As outlined in statute, the goal of the child fatality review process is to “facilitate development of prevention strategies to address identified trends and patterns of risk and to improve coordination of services for children and families in the state”

As part of the investigation, under former Child Advocate Jamey Bell (Sarah Healy Eagan doesn’t take over as Child Advocate until Sept. 12), the office subpoenaed the school records of Lanza, the 20-year-old man who killed 20 first graders and six educators at the elementary school as well as his mother. Lanza had earlier attended public schools in Newtown.

Although the subpoena dates back to March, Newtown’s school system has yet to release the records. In a lawsuit filed Friday in Hartford Superior Court, the Office of the Child Advocate asks the court to order John R. Reed, Newtown’s interim superintendent of schools, to comply with the subpoena.

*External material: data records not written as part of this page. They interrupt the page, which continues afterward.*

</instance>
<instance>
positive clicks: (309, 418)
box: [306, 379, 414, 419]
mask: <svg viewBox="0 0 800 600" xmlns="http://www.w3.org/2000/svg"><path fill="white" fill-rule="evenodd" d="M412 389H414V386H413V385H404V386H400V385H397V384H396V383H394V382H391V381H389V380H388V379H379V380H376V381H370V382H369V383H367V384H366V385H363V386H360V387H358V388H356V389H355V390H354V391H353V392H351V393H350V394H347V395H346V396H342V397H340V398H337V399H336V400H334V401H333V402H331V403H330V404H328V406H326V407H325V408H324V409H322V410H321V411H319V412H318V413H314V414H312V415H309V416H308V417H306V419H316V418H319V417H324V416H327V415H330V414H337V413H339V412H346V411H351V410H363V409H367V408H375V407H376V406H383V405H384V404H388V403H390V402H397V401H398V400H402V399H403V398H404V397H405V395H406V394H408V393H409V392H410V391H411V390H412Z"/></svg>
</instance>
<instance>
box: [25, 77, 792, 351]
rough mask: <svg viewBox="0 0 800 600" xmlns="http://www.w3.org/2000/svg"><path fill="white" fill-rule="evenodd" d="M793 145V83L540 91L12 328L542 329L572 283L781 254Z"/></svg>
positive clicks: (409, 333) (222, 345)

The Child Advocate is seeking Lanza’s psychological reports and evaluations, report cards, attendance records, nursing reports and notes, social work records, disciplinary records, education plans, and any communications with his family.

It is unclear why the school system has not turned over the records. An attorney for Newtown recently told CTNewsJunkie that the town has received “several” requests for records pertaining to the December shooting, but was unable to immediately provide more specifics. There’s no central clearinghouse for the requests, which have been made through various local and state offices.

The State Police also have received requests for records having to do with the shooting. Spokesman Lt. J. Paul Vance said Thursday that the department has handled around 20 information requests on the incident since December, but most have come from reporters.

“There’s been about 20 to 22 requests for all types of different things, whether its for the report or other types of information,” he said. “Usually it’s been from members of the media.”

Vance said the agency has sent letters declining to provide the information citing the ongoing investigation into the shooting. He said inquiries into the status of the investigation have been more frequent.

“Calls constantly come in from media across the country,” he said.

Earlier the month, Danbury State’s Attorney Stephen Sedensky III, who is in charge of the police investigation into the Sandy Hook shooting, said he expects to issue the long-awaited report in the fall. The report was expected to be released this summer, but the deadline continues to be pushed back.

“The scale of the investigation is such that even a fall release of the State’s Attorney’s report is well within what would be expected from this type of investigation,” an Aug. 6 statement from Sedensky’s office reads.

A member of the Chief State’s Attorney’s Office is part of the 14-member Child Fatality Review Panel and attended the Jan. 30 meeting when the panel voted to undertake the investigation that led to the subpoena for Lanza’s school records.

Gov. Dannel P. Malloy recently said the state’s attorney’s office needs enough independence to get its investigation done, but he’s also keenly aware that December is around the corner and it would be difficult to have the report released close to the anniversary of the shooting.

“We understand that the world is waiting for this report, and we want it done as quickly as possible,” Malloy spokesman Andrew Doba said in a statement earlier this month. “We also want it done right. Making sure the state’s attorney’s office has the independence it needs to do the job is critical, and we are trying to strike the right balance.”

The Child Fatality Review Panel reported in January that over the past 12 years between Jan. 1, 2001 and Dec. 31, 2012, 94 children, including the 20 slain at Sandy Hook, died from gunshot wounds. During that same period 924 children were injured by guns.